I'm also still interested in knowing what the Ferrari deal was regarding their over-performing engine that was hushed up by the FIA.
Me too... We know they were running a higher fuel flow rate (that much is in the public domain), and so if they'd had the standard 100kg of fuel in the tank, they would have run out of fuel well before the end of the race. And we know that you have to have a certain volume left in the tank at the end for the mandatory sample. The Astons fell foul of that last year, losing them a podium.
F1 did go through a phase of using really trick fuels, additives, chilling the fuel to get more into the tank (back then, fuel was by volume not by weight at ambient temperature under current rules) and thus being able to run a much richer mixture, but then they pulled the plug on all that and specified pump fuels. Makes you wonder how "pump fuel" the pump fuel actually is...
And whether someone might have had a finger on the scales somewhere so they could put more into the tank to allow them to run that increased fuel rate.
From F1's commercial standpoint, it makes sense to have Ferrari being competitive, as they have such a massive global following.

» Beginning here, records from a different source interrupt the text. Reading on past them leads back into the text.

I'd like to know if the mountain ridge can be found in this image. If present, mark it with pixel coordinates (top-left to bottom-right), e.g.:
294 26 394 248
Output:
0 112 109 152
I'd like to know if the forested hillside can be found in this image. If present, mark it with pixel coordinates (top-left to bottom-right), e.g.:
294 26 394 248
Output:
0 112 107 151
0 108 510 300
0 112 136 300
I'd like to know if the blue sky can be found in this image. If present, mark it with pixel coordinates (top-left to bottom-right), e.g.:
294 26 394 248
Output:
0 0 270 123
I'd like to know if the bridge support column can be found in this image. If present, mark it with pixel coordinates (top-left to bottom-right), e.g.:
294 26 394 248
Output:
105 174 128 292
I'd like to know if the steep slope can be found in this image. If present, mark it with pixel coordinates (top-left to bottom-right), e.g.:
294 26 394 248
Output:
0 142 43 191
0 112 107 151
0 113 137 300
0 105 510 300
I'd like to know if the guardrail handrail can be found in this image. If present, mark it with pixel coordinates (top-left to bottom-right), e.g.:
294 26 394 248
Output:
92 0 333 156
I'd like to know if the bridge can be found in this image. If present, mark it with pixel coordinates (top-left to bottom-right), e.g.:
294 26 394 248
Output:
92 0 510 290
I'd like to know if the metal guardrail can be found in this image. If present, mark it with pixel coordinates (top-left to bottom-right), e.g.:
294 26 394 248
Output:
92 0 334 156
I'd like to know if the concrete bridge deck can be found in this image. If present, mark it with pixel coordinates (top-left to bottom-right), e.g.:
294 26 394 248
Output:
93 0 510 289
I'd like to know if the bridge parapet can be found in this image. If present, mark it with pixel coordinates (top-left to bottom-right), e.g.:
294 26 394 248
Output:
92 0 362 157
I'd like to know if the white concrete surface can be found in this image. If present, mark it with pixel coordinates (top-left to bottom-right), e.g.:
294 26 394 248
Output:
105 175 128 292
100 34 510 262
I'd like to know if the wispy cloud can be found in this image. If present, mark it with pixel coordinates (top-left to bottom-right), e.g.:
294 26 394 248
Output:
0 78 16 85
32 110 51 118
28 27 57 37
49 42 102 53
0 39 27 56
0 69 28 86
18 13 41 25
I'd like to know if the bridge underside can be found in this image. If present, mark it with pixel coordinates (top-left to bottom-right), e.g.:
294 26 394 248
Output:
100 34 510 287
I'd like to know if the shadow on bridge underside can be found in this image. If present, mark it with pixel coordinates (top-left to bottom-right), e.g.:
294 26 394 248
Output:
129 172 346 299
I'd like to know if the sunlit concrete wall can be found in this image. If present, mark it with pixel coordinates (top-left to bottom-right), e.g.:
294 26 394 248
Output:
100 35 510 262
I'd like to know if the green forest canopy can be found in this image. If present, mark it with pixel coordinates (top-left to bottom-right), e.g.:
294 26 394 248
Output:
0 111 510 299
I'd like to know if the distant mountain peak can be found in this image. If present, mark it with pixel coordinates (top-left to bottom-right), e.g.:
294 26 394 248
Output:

As Sam Bird said on the R5 commentary, it's not a car brand, it's a religion. So all the marketing, merchandise, bums-on-seats at the circuits and such...
But apart from brief bursts of competitiveness, Ferrari are generally typically Italian - badly organized, full of infighting between drivers and between team personnel, bumbling, making stupid mistakes. The history of F1 is littered with the evidence. The cynic in me says they need that, erm, "helping hand" to stop them from reverting true-to-type.
I will admit I'm not a Ferrari fan and never really have been. My allegiances to teams and drivers have been reasonably peripatetic since the early 90s as interest has waxed and waned, although these days, I'm firmly a McLaren / Lando Norris kind of girl.